İstanbul'u dünyanın en güzel şehirlerinden biri olarak tanımlayan Ersoy, "Sürdürülebilir kalkınmaya kültür ve turizmin katkısını konuşacağımız konferansımızı, bu kapsamdaki küresel zorluklara yönelik ortak bir vizyon ve yol haritası çıkarılması açısından çok önemsiyorum." dedi.
Ersoy, turizmin dünyada en hızlı gelişen sektörlerden biri olduğunu belirterek, "Ülke ekonomilerine yaptığı yadsınamaz katkının yanı sıra halkların birbirlerini tanımaları ve evrensel barış için de son derece önemli bir araç. Öte yandan, dünya genelindeki turizm hareketlerine baktığımızda seyahatlerin yüzde 40'ının kültür turizmi odaklı olduğunu görüyoruz. Dolayısıyla kültür ve turizmin aynı başlık altında ele alınmasının çok yerinde olduğunu düşünüyorum." diye konuştu.

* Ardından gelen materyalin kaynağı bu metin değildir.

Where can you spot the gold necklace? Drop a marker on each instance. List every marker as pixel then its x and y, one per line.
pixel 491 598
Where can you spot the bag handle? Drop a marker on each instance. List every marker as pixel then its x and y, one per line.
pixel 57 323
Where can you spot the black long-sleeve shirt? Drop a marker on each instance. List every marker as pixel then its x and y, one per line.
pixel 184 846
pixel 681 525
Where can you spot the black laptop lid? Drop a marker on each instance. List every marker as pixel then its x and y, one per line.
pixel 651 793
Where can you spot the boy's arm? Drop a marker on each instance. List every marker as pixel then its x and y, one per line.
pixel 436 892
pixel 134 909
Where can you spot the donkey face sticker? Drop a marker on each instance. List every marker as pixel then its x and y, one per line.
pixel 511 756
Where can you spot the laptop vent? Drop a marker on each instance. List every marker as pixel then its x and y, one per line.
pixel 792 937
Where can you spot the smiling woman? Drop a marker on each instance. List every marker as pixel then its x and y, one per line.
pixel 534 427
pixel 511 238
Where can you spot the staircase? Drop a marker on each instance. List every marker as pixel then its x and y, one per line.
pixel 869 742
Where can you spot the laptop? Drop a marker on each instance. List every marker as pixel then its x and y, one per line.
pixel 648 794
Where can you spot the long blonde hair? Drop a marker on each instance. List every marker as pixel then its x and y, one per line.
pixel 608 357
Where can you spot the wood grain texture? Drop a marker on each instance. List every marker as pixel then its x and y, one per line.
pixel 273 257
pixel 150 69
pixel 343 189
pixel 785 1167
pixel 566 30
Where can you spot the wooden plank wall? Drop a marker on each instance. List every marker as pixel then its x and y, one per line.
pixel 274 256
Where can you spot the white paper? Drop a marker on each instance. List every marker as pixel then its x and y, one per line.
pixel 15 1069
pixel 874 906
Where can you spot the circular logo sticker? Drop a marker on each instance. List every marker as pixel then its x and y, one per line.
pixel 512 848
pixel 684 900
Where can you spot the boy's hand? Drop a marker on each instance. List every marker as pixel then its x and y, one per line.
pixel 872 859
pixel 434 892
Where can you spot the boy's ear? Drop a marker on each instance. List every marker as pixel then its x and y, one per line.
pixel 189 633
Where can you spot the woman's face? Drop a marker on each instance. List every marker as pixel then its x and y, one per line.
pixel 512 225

- "Türkiye göçlerin, savaşların, ticaretin, inançların ve kahramanlık destanlarının ana yurdu"
Türkiye'nin coğrafi ve kültürel anlamda önemli bir turizm potansiyelini muhafaza ettiğine dikkati çeken Bakan Ersoy, şöyle devam etti:
"Ülkemiz sadece doğal güzellikleriyle değil, kültürel anlamda da büyük bir donanıma sahip. Göçlerin, savaşların, ticaretin, inançların ve kahramanlık destanlarının ana yurdu olan topraklarımız, kültürel anlamda da çok bereketli. Bu cazibe alanı, doğal olarak dünyanın pek çok yerinden binlerce ziyaretçiyi, tarih boyunca birçok medeniyete ev sahipliği yapmış bu topraklara çekiyor. Turizmin gelişmesi, ülkemizin dünya turizm gelir pastasından daha çok pay almasını, vatandaşlarımızın da kendi ülkesini daha iyi tanıyarak zenginliklerimizin farkına varmasını sağladı. Sürdürülebilir turizmi sadece ziyaretçilerin değil, bölge halkının ihtiyaçlarını da gözeterek çevresel, sosyal ve kültürel değerlerin korunmasını ve bu sayede de kısa vadeli değil, kalıcı fayda sağlamayı amaçlayan bir turizm yaklaşımı olarak değerlendiriyorum. Bu da bizi, özellikle şehirleşme sürecinde kültürel varlıklarımızın korunması noktasına getiriyor. Bugünü yaşarken dünü unutmadan geleceği planlayabilmek çok önemli."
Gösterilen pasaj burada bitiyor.